In 2018, O'Hara published his first feature length fiction novel, The Human Library. The story was O'Hara's graduate project for his Master of Professional Writing degree at the University of Oklahoma. The Human Library currently has a 4.5 star rating on Amazon.

== Published Articles, Essays, and Writing Positions ==
O'Hara began his career writing music, movie, and video game) reviews on websites such as Review to a Kill and Review-o-Matic.com. In 2000, O'Hara was paid to write several DVD reviews for IGN. O'Hara then expanded into writing and submitting fiction.

==Podcasts==
O'Hara has hosted and currently hosts multiple podcasts. His first podcast, You Don't Know Flack, began in 2008 and currently has a 5-star rating on iTunes. In 2013, O'Hara co-founded the retro-themed podcast network Throwback Network with his Throwback Reviews co-host Sean Johnson. The network currently hosts more than two dozen retro-themed podcasts.

===Current Podcasts===
- You Don't Know Flack (Retro/Stories)
- Sprite Castle (Commodore 64)
- Cactus Flack's (Arcade)
- Multiple Sadness (Bad/B-Movies)
- Throwback Reviews (80s Movies)

===Former Podcasts===
- No Quarter Podcast (Arcade) (Episodes 126–136)
- Rusted Metal (Heavy Metal)

== Presentations ==
O'Hara is a subject matter expert on Commodore computers, vintage video and arcade games, and self-publishing, and has spoken at multiple conventions on these topics.

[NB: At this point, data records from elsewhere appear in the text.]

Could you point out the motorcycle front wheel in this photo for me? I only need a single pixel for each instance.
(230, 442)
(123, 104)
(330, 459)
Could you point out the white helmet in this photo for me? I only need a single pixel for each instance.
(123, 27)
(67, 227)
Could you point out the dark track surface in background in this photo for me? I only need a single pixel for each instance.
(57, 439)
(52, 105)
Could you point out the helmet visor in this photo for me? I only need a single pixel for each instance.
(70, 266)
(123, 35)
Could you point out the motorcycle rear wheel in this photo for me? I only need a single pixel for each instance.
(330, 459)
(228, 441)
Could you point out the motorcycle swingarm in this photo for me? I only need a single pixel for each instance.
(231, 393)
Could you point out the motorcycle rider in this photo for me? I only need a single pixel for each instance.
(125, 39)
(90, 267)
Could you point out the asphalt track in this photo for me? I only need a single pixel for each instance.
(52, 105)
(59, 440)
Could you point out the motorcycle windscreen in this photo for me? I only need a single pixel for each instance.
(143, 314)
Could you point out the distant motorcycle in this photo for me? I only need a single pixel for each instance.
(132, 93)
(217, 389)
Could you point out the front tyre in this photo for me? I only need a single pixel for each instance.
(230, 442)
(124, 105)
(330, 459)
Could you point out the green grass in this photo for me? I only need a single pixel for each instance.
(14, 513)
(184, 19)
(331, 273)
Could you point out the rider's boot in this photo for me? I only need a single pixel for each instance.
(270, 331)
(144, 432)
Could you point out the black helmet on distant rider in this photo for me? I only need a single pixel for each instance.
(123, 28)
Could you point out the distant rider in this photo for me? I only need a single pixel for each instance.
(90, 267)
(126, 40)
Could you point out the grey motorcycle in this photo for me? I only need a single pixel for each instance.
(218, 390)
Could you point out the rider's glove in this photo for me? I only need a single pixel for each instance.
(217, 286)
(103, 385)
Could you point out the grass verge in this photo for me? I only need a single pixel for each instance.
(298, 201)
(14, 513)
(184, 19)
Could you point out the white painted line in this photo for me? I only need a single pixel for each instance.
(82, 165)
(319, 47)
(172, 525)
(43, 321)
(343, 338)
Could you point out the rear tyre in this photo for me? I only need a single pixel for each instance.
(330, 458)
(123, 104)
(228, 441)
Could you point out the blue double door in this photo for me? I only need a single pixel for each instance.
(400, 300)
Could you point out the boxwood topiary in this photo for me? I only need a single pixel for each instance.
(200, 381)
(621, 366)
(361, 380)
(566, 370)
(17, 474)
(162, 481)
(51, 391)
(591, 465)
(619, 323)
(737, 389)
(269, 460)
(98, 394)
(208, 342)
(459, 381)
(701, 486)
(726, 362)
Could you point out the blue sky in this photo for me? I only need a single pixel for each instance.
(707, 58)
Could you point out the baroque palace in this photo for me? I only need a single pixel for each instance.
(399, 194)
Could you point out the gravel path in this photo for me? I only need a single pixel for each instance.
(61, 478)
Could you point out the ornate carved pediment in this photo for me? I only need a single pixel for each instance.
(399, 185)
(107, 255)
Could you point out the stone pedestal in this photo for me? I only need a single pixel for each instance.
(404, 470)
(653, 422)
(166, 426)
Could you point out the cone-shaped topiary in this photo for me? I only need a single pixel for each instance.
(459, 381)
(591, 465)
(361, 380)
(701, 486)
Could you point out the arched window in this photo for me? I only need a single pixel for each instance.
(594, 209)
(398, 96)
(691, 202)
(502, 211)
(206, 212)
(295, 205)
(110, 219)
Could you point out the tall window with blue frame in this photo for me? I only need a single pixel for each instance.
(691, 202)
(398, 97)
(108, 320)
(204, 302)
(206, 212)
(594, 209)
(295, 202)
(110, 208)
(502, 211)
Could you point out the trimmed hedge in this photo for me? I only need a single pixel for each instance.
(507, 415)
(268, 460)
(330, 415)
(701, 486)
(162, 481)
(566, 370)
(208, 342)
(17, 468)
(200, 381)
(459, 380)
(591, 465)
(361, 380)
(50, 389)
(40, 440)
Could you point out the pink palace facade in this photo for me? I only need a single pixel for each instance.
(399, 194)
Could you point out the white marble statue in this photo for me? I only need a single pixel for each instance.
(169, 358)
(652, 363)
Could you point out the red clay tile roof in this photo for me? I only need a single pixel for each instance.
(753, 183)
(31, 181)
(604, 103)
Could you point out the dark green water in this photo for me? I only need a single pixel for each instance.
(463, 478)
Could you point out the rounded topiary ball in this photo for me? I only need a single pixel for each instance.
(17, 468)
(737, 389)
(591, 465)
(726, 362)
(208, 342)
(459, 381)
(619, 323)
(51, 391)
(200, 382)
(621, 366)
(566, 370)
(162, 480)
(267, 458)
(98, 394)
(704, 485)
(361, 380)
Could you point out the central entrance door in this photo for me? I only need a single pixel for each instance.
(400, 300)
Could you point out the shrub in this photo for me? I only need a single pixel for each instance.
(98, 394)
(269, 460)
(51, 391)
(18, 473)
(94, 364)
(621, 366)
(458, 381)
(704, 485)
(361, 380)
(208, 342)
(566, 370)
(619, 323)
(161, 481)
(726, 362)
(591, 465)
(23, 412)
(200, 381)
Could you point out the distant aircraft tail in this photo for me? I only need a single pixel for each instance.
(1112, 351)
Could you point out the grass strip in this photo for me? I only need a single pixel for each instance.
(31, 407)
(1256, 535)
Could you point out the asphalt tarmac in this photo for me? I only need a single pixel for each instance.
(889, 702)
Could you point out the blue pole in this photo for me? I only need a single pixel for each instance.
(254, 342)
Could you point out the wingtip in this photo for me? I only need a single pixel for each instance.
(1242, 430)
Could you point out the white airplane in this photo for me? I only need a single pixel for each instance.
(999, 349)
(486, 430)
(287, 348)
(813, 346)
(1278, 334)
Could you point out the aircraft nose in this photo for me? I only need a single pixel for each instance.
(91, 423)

- Def Con (2007): Self-Publishing in the Underground
- Notacon (2009): The World of Free Book Publishing
- Oklahoma Electronic Gaming Expo (2009): Collecting Arcade Machines

==Software==
O'Hara has written and released several freeware programs, including:

- GP32 Renamer: a Windows utility that converts long filenames to 8.3 filenames for the GamePark 32 handheld console.
- ShadowPrint: a Windows utility for getting text directory listings.
- Batch-O-Matic: a Windows utility for processing batch files with external variable lists.
- eCoder Ring: a Windows message encryption utility.
  - eCoder Ring included a coded message that users were challenged to crack. In 2008, O'Hara offered a cash reward of $100 to anyone who could crack the code. In the weeks following leaked information about the NSA's practices, eCoder Ring was downloaded an additional 3,000 times. The code remains unbroken. In her abstract titled A Summary of Hacking Organizations, Conferences, Publications, and Effects on Society, Alisha Cecil called eCoder Ring a "fun, friendly, easy to use program that allows two people to send secret messages to one another" that "is capable of producing nearly unbreakable ciphers."

==Personal life==
O'Hara currently resides in Yukon, Oklahoma with his wife, two children, and collection of vintage electronics.

===Work===
During the day, he works for the Federal Aviation Administration, where he has worked as a "Helpdesk/Technical Support Analyst, Computer Specialist/LAN Administrator, Senior Network Engineer, IT Security Specialist, member of the IT Communication Department, and Domain Admin/Enterprise Administrator."

===Education===
O'Hara graduated from Yukon High School in 1991. At Redlands Community College, O'Hara served as the editor of the school's newspaper and yearbook from 1991 to 1993. O'Hara graduated from Oklahoma City Community College in 2001 with an AA in Journalism, and earned a BS in Organizational Leadership from Southern Nazarene University in 2005. Most recently, O'Hara graduated from the Master of Professional Writing Program at the University of Oklahoma.

===Hobbies===
O'Hara refers to himself as a "collector of collections," and is working on a book with the same title. O'Hara frequently blogs about his Star Wars collection. In an interview with Oxford Karma, O'Hara discussed his collection of 30 arcade cabinets located in his home arcade. O'Hara was interviewed by the Associated Press about his arcade collecting hobby.